I am new to Theano... My apologies if this is obvious.
I am trying to train a CNN, based on the LeNet tutorial. A major difference with the tutorial is that my dataset is too large to fit in memory, so I have to load each batch during training.
The original model has this:
train_model = theano.function(
x: train_set_x[index * batch_size: (index + 1) * batch_size],
y: train_set_y[index * batch_size: (index + 1) * batch_size]
train_model = theano.function([x,y], cost, updates=updates)
data, target = load_data(minibatch_index) # load_data returns typical numpy.ndarrays for a given minibatch
data_shared = theano.shared(np.asarray(data, dtype=theano.config.floatX), borrow=True)
target_shared = T.cast(theano.shared(np.asarray(target, dtype=theano.config.floatX), borrow=True), 'int32')
cost_ij = train_model(data_shared ,target_shared )
TypeError: ('Bad input argument to theano function with name ":103" at index 0(0-based)', 'Expected an array-like object, but found a Variable: maybe you are trying to call a function on a (possibly shared) variable instead of a numeric array?')
All inputs to compiled Theano functions (i.e the output of a call to
theano.function(...)) should always be concrete values, typically scalars or numpy arrays.
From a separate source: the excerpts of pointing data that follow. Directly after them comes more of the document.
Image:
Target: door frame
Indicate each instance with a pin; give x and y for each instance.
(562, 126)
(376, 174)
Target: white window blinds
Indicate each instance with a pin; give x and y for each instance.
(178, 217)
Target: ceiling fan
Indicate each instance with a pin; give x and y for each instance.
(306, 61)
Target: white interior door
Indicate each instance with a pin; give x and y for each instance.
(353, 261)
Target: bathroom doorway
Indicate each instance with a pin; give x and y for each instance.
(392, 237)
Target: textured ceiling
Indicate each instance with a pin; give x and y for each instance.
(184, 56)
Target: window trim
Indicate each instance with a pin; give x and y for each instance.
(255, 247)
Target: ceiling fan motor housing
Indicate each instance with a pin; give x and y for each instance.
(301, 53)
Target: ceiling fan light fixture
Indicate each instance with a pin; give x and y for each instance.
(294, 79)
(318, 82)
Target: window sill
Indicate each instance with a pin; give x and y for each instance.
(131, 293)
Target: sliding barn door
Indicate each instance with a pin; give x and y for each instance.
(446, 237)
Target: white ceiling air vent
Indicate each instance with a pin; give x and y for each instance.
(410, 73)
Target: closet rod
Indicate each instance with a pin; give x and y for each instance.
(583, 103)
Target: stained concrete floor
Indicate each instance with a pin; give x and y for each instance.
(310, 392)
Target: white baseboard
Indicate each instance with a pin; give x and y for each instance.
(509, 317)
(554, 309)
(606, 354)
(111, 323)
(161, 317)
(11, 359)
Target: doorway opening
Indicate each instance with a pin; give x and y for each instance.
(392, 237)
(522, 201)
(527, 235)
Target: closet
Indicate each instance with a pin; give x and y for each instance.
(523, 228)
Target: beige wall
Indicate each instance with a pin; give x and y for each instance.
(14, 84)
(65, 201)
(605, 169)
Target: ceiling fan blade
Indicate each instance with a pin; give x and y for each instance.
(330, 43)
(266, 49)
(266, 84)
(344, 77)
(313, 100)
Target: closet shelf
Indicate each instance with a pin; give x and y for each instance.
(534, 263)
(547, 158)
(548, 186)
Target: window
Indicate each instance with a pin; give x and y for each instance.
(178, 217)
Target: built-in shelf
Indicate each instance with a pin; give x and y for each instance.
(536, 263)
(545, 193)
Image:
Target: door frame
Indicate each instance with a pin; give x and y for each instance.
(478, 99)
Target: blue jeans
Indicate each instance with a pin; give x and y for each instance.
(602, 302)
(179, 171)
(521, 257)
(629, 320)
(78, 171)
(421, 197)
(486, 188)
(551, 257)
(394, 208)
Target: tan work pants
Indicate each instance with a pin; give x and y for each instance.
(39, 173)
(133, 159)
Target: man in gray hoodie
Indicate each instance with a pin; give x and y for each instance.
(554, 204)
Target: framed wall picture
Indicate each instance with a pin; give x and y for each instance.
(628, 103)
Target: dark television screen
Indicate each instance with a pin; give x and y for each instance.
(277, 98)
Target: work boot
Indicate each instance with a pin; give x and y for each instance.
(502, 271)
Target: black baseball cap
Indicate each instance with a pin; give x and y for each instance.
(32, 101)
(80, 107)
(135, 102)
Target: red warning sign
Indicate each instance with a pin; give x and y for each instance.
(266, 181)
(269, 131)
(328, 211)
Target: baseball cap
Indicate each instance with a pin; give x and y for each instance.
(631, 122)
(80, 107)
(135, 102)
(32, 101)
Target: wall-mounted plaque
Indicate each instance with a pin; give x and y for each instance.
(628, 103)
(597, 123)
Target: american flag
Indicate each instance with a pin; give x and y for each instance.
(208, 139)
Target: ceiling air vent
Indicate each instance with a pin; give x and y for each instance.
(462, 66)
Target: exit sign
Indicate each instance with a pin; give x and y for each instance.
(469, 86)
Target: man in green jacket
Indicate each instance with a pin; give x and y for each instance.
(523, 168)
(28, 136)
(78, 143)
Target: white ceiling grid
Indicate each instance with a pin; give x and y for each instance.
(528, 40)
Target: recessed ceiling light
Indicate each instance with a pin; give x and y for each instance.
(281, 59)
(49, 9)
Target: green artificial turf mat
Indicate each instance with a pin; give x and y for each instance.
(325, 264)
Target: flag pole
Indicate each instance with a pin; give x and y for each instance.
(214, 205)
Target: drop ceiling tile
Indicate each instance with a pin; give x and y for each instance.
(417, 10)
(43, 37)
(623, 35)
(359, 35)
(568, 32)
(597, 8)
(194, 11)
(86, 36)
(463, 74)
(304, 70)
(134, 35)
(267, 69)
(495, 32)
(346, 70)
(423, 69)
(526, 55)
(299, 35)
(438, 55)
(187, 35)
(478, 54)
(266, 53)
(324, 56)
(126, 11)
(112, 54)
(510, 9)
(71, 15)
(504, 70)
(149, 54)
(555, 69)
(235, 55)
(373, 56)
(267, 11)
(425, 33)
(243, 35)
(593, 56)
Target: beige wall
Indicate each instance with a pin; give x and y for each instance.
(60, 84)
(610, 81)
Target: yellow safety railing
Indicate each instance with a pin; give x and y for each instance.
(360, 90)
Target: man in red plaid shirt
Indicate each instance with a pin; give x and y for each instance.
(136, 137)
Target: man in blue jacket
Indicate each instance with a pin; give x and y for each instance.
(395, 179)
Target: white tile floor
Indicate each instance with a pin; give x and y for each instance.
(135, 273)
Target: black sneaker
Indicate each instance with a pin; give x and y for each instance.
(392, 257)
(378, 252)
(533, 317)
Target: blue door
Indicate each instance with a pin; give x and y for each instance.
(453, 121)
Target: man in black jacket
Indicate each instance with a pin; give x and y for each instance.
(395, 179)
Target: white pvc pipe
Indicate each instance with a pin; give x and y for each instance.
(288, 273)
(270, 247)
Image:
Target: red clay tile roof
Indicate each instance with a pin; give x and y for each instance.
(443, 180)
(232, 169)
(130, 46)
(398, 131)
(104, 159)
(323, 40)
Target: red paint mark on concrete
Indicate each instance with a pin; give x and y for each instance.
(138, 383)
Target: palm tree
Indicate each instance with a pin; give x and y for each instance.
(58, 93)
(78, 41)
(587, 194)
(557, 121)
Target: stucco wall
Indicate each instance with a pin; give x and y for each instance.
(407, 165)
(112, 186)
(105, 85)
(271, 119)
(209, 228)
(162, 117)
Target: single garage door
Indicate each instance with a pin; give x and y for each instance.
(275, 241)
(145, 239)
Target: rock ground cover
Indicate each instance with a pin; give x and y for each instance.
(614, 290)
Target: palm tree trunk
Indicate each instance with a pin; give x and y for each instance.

Shared variables are a way to wrap a numpy array and treat it like a symbolic variable but this is not necessary when the data is being passed as an input.
So you should be able to just omit wrapping your data and target values as shared variables and do the following instead:
cost_ij = train_model(data, target)
Note that, if you're using a GPU, this means your data will reside in the computer's main memory, and each part you pass as input will need to be copied to the GPU memory separately, increasing overhead and slowing it down. Also note that you will have to divide your data up and only pass part of it; this change of approach won't allow you to do GPU computations over your whole dataset at once if the whole dataset won't fit in GPU memory.